Salmon migrate from the open ocean to murky streams to spawn, and for almost a century scientists have been wondering how these types of fish and some amphibians can shift their vision to see in varied environments, Washington University School of Medicine reported. New research suggests they accomplish the feat by boosting their ability to see infrared light, an ability that humans have never evolved. In open waters the light is blue-green, but when mud blocks the Sun out the light environment shifts to the red and infrared end of the spectrum.

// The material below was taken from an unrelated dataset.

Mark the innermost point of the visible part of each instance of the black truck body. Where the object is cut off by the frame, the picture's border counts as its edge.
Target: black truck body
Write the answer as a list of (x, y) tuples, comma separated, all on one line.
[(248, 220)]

"We've discovered an enzyme that switches the visual systems of some fish and amphibians and supercharges their ability to see infrared light," said senior author Joseph Corbo, associate professor of pathology and immunology. "For example, when salmon migrate from the ocean to inland streams, they turn on this enzyme, activating a chemical reaction that shifts the visual system, helping the fish peer more deeply into murky water."
The incredible enzyme called Cyp27c1 is closely linked to vitamin A, a vitamin known to enhance vision. The enzyme works by converting vitamin A1 to vitamin A2, which can increase the animal's ability to see longer wavelengths.

The new findings could have valuable applications in biomedical research and optogenetics. Scientists could use the newly-discovered enzyme to activate photosensitive neurons with infrared light.

"Just as the enzyme helps fish peer into murky water, it could help us peer deeper into the brain," Corbo said.

The findings were published in a recent edition of the journal Current Biology.